If you’ve made it this far, good for you. I’m sure I missed some spots along the way and just caught the high points in this tawdry Saga. And I know for many, this is old news, at least pieces of the story. But it’s time to put some action along with the story other than just the fact that this is obviously conduct unbecoming scientists, physicians, responsible medical industries.

After the initial review in the 2005 article which says, "Risperidone augmentation resulted in symptomatic remission in a substantial number of patients with chronic resistant depression who were nonresponsive to standard antidepressant therapy," everything else that I’ve listed here happened in the pages of the Neuropsychopharmacology, the Journal of the American College of Neuropharmacology for the next two and a half years until Carroll’s blog post. That journal is very important to the few neuroscientists that read it, but is hardly on the news-stands or even available to most practicing psychiatrists. Likewise, Healthcare Renewal isn’t exactly daily reading for practitioners. Yet the message about augmenting antidepressants with atypical antipsychotics traveled far and wide, quoted extensively. It’s still traveling. So, although this is a fine example of a few people’s persistence in finally debunking a negative and misrepresented study, the desired impact was still profound and came at a lucrative time in Risperdal’s life cycle [when it was still in patent]. In other words, the gambit worked.

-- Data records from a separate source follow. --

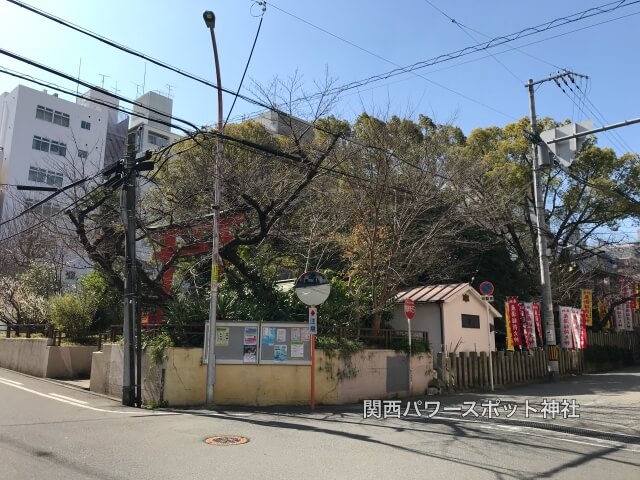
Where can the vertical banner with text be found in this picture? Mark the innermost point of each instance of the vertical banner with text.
(529, 325)
(507, 324)
(538, 320)
(566, 337)
(587, 305)
(514, 321)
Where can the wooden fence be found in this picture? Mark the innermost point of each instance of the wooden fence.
(626, 340)
(470, 370)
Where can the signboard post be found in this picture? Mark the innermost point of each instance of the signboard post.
(486, 289)
(409, 311)
(312, 288)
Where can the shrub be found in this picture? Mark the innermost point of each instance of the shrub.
(71, 314)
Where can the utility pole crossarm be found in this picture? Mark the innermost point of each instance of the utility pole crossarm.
(595, 130)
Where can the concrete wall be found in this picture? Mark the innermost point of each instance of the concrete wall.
(26, 355)
(366, 375)
(180, 378)
(69, 362)
(34, 357)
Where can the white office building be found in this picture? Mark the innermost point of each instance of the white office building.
(47, 141)
(146, 125)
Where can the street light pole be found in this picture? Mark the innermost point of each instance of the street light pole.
(210, 21)
(541, 226)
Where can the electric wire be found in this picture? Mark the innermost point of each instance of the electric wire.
(390, 62)
(255, 40)
(508, 48)
(338, 90)
(553, 24)
(615, 139)
(463, 29)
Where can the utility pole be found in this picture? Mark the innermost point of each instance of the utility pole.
(210, 357)
(130, 280)
(542, 229)
(132, 330)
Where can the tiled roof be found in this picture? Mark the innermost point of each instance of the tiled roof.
(432, 293)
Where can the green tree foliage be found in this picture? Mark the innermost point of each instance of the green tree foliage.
(73, 314)
(23, 298)
(493, 169)
(99, 292)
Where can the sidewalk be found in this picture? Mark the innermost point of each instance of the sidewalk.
(607, 406)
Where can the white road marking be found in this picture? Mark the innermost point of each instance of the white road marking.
(69, 398)
(10, 381)
(80, 405)
(564, 438)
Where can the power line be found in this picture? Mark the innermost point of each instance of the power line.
(509, 48)
(338, 90)
(558, 22)
(616, 139)
(463, 29)
(380, 57)
(255, 40)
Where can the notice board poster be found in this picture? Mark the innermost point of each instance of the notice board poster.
(285, 344)
(237, 343)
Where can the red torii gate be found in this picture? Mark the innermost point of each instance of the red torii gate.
(198, 235)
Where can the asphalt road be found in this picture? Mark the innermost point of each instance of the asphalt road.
(51, 431)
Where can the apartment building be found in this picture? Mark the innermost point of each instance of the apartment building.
(47, 141)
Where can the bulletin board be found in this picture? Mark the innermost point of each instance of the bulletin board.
(237, 343)
(284, 344)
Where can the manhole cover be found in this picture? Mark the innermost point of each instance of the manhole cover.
(225, 440)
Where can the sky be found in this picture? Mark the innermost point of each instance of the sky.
(347, 41)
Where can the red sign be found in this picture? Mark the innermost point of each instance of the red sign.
(486, 288)
(409, 308)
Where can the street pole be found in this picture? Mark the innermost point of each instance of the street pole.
(209, 19)
(409, 360)
(128, 379)
(541, 227)
(490, 349)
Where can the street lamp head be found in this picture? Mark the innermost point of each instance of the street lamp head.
(209, 18)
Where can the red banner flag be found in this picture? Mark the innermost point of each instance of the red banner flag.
(538, 320)
(514, 319)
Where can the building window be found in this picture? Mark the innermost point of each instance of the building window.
(55, 179)
(60, 118)
(37, 175)
(45, 114)
(53, 116)
(47, 209)
(159, 140)
(470, 321)
(40, 143)
(40, 175)
(45, 145)
(58, 148)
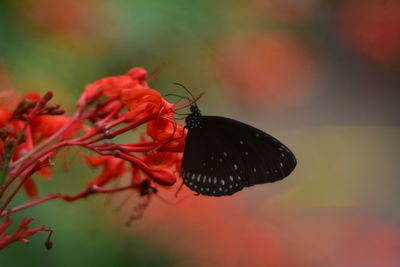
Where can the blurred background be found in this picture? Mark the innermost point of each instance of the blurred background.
(321, 76)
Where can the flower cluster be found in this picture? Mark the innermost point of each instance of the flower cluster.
(32, 131)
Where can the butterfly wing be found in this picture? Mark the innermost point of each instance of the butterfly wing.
(223, 155)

And on the subject of articles being ghostwritten by people under contract to pharmaceutical companies, this study is a prime candidate. The trial itself was conducted by Janssen, not directed by any non-company investigator. Of the three authors, Nemeroff had a long-time association with ghost-writer Sally Laden at Scientific Therapeutics Information both through GSK and Cyberonics as had Martin Keller through GSK. Their "guest authorship" is legend. We know from the Rothman Report filed by an investigator with access to primary discovery documents that Excerptia Medica, a medical ghost-writing firm around the corner from Janssen, was churning out articles favorable to Risperdal and soliciting authors during this period. We know that Dr, Nemeroff was editor of Neuropsychopharmacology and had used it as a conduit for promoting Cyberonics and apparently Janssen, companies with which he was financially involved. There’s a hell of a lot more evidence of criminal misbehavior on this page than evidence that Risperdal helps depressed people. And yet the gambit worked.